What a bunch of wimps! Look at them, they mostly have wetsuits on and were standing there shivering before they went in. 

There are people that swim in the North Sea every day of the year and quite a lot of crazy folks follow the Great British tradition of going for a swim on New Year's day.


----------



## carosapien

Weta said:


> What a bunch of wimps! Look at them, they mostly have wetsuits on and were standing there shivering before they went in.
> 
> There are people that swim in the North Sea every day of the year and quite a lot of crazy folks follow the Great British tradition of going for a swim on New Year's day.


I've been known to take a dip in the English channel in October but that's my limit.

The flannelette sheets are sold out at The Warehouse again :noidea: 










They were a snip at only $35 in a sale. New Zealand really is the Alaska of the Pacific.

I've just been looking at the bedding in ASDA, it looks quite posh doesn't it? 

http://direct.asda.com/Bedroom/209,default,sc.html


----------



## carosapien

Oh dear the dehumidifiers are selling out too, better get in quick.









This one usually retails for $158 but it's only 10 litres. 









This one is better at 20 litres and retails for $299


----------



## Weta

carosapien said:


> I've just been looking at the bedding in ASDA, it looks quite posh doesn't it?
> 
> ASDA bedding - shop & save with ASDA Direct!
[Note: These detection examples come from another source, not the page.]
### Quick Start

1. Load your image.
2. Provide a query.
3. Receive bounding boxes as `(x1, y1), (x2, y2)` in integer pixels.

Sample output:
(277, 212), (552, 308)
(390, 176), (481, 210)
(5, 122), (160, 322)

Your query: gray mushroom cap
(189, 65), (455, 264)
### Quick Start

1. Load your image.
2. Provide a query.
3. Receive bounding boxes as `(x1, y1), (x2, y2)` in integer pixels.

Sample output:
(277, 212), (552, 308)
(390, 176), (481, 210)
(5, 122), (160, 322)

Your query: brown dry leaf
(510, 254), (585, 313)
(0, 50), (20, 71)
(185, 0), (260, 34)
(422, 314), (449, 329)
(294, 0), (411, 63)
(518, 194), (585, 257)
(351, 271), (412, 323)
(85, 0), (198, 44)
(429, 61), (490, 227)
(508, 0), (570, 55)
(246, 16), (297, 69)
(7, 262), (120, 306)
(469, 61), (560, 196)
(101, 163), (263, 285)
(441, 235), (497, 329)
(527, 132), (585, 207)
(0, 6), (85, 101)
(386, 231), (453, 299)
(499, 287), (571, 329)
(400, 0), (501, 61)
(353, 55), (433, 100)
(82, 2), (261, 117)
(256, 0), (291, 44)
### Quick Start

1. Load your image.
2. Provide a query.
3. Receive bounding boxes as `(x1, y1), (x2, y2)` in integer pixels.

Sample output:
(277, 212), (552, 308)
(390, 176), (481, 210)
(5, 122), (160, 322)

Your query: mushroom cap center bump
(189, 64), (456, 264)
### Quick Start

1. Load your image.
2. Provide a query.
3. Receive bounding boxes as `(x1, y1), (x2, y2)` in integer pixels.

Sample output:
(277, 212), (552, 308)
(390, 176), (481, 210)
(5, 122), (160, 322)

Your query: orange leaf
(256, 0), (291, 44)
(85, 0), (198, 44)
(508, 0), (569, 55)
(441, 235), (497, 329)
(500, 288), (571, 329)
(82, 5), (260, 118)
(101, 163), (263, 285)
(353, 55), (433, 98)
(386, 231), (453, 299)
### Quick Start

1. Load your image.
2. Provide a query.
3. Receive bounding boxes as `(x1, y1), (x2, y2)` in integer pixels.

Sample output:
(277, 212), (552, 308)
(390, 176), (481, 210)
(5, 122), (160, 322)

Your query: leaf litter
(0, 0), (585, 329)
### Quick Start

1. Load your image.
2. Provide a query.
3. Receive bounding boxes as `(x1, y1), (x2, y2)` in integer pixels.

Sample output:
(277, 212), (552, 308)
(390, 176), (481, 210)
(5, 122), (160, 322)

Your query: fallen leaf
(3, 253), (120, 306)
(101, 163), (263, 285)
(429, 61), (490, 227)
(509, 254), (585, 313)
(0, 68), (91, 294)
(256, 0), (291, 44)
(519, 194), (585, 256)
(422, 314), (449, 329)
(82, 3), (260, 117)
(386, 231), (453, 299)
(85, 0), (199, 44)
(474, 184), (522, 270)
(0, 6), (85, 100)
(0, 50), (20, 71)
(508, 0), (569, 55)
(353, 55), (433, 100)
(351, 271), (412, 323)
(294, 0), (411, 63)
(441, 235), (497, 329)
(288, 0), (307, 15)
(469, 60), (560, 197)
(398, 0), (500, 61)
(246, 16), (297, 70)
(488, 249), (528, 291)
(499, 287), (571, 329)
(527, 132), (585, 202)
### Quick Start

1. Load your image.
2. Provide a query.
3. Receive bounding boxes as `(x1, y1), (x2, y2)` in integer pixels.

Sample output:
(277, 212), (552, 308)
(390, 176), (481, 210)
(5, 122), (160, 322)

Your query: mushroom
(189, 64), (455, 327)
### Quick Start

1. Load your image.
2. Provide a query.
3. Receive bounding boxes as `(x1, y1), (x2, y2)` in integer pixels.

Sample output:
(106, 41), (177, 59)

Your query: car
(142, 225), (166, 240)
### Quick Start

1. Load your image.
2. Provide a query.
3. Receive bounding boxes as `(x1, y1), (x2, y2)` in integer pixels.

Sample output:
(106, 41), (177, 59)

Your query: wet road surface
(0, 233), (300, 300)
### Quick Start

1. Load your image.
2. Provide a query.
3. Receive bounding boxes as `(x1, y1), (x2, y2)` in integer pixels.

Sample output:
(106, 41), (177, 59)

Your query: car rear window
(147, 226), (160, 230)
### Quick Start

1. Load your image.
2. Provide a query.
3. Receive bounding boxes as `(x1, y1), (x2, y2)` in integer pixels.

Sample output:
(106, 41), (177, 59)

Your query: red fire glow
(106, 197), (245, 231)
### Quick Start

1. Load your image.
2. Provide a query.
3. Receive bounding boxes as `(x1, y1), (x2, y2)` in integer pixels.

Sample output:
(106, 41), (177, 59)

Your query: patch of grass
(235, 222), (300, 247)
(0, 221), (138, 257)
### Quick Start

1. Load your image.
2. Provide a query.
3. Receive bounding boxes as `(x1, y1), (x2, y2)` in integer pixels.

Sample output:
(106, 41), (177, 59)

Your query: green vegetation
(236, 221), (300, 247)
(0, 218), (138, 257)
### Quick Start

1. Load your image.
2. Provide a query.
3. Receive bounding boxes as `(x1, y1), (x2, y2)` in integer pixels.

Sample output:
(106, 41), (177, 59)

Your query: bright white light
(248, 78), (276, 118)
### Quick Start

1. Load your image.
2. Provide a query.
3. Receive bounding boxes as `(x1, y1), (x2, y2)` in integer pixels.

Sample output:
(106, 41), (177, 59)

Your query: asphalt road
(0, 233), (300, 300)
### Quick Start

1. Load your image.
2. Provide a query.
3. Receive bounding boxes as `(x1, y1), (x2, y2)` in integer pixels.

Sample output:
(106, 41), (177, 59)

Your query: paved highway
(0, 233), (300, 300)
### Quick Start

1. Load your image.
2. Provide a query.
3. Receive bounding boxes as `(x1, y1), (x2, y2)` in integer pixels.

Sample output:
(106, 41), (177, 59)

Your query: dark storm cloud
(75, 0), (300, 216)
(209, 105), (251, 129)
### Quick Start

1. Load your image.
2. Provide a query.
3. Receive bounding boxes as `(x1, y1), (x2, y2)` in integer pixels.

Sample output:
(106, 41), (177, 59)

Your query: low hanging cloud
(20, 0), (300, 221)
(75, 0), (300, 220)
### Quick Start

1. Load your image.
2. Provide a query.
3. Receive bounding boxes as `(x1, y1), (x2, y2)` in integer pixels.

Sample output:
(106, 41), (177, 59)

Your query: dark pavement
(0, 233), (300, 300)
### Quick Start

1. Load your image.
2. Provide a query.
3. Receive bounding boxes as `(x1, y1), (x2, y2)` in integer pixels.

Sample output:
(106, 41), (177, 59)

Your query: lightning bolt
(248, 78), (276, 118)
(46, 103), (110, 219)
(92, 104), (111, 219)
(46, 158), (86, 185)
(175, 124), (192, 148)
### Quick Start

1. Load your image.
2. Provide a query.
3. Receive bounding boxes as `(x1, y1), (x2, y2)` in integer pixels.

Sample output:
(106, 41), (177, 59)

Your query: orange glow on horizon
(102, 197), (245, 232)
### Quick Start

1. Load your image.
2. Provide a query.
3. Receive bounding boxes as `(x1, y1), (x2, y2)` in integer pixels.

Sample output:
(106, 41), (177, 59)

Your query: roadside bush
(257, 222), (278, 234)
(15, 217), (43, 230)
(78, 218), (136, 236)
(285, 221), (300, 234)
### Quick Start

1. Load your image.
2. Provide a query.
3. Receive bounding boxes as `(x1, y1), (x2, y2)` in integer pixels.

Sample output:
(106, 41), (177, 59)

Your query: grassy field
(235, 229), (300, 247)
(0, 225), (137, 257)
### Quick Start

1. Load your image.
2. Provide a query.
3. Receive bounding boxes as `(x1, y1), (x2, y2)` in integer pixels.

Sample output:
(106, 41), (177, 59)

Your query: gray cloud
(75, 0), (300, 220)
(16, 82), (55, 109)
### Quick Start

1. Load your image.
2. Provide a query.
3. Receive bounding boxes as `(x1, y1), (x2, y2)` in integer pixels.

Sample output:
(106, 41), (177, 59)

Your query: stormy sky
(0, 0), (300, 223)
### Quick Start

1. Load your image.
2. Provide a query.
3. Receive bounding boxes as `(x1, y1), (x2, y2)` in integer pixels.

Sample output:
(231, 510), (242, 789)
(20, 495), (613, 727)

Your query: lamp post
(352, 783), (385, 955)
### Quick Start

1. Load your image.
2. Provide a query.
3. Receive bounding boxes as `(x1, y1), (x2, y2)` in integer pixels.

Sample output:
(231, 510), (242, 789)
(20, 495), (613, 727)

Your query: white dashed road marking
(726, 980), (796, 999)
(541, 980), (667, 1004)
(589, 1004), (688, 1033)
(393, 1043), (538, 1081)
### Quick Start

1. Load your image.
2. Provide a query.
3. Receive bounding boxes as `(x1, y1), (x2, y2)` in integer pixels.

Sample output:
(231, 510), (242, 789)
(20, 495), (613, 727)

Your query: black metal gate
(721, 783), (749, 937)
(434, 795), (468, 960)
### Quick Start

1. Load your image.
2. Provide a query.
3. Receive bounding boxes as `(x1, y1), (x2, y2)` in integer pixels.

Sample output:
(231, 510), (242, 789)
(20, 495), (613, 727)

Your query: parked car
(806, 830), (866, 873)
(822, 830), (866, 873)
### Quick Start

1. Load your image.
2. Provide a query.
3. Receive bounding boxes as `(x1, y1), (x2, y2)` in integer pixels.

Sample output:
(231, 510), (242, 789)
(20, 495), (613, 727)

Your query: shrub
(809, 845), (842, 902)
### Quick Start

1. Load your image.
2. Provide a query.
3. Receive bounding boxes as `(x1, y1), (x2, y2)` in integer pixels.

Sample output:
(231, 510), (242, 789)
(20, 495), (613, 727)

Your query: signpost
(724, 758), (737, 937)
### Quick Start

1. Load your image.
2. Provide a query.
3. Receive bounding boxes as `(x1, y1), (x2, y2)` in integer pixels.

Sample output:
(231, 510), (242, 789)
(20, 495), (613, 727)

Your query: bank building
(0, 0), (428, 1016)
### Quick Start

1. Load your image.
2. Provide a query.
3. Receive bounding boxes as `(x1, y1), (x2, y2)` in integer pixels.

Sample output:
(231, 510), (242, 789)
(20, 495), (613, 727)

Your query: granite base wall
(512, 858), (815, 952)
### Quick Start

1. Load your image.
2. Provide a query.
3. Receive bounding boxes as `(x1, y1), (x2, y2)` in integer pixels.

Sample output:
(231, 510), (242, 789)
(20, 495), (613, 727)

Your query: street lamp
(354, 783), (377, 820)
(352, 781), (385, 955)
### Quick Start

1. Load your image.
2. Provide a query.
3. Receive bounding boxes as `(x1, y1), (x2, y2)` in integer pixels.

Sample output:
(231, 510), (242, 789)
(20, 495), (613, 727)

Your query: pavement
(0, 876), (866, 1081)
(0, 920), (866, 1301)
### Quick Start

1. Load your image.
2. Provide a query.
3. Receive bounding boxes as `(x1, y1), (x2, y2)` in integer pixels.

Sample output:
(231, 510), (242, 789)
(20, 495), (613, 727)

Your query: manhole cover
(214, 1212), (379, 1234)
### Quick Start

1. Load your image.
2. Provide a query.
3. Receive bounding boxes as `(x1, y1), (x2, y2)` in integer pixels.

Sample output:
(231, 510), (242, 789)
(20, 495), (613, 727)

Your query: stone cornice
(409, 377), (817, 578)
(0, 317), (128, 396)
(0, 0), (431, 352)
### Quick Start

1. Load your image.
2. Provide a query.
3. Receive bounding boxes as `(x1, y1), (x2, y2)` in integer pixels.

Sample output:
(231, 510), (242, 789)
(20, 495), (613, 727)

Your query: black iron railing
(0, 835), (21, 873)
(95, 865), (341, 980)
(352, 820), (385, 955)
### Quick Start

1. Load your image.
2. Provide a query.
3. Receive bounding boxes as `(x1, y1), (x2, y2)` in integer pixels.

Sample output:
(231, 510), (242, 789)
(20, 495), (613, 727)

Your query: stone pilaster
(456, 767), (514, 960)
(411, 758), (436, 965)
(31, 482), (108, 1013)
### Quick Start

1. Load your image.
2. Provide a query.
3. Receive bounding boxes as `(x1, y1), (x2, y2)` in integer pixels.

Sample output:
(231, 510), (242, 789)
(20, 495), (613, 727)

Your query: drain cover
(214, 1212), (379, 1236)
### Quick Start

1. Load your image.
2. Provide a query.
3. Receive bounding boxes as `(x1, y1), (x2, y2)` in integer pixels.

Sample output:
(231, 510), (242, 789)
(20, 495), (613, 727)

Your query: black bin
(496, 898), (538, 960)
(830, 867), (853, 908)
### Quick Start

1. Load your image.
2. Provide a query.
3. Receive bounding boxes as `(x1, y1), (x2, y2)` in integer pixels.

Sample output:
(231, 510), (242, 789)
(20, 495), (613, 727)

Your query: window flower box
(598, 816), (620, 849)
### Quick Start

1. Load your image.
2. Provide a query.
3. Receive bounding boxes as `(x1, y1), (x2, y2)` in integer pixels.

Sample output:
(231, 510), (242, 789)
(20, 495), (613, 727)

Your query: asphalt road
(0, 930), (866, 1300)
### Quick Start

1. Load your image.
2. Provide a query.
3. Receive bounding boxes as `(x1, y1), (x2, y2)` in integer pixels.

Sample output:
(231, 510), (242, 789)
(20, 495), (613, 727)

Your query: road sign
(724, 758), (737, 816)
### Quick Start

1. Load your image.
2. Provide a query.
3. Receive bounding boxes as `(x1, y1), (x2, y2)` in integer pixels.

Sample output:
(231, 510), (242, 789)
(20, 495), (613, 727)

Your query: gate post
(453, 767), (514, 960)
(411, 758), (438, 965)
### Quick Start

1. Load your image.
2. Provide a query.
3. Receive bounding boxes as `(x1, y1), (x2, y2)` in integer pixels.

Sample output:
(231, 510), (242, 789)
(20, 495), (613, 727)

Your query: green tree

Ohh such lovely bright colours and luxury styling. I didn't realise Asda sold bedding, it all looks way nicer than the floral Nanna styling offered at Briscoes. Farmers has some nice stuff but all very expensive, the last time I looked they were $90 for just one double bed sized sheet. 

OMG I just looked again at ASDA prices and now I feel sick, eight pounds for a King Size non-iron cotton percale fitted sheet. If anyone gets the chance, bring a truckload.


----------



## anski

Weta said:


> Ohh such lovely bright colours and luxury styling. I didn't realise Asda sold bedding, it all looks way nicer than the floral Nanna styling offered at Briscoes. Farmers has some nice stuff but all very expensive, the last time I looked they were $90 for just one double bed sized sheet.
> 
> OMG I just looked again at ASDA prices and now I feel sick, eight pounds for a King Size non-iron cotton percale fitted sheet. If anyone gets the chance, bring a truckload.


They will probably fall apart first wash


----------



## anski

carosapien said:


> Oh dear the dehumidifiers are selling out too, better get in quick.
> 
> 
> 
> 
> 
> 
> 
> 
> 
> This one usually retails for $158 but it's only 10 litres.
> 
> 
> 
> 
> 
> 
> 
> 
> 
> This one is better at 20 litres and retails for $299



These are the best they are heavy metal & do a great job, the professionalls use them for dry out flooded houses

Rollex by Woods Dehumidifier | Trade Me


----------



## Weta

anski said:


> They will probably fall apart first wash


Oh ye of little faith, they'd be infintely more reliable and less see-through than anything available at the Warehouse. 

:washing:

Ooh get me, I found the good smilies.


----------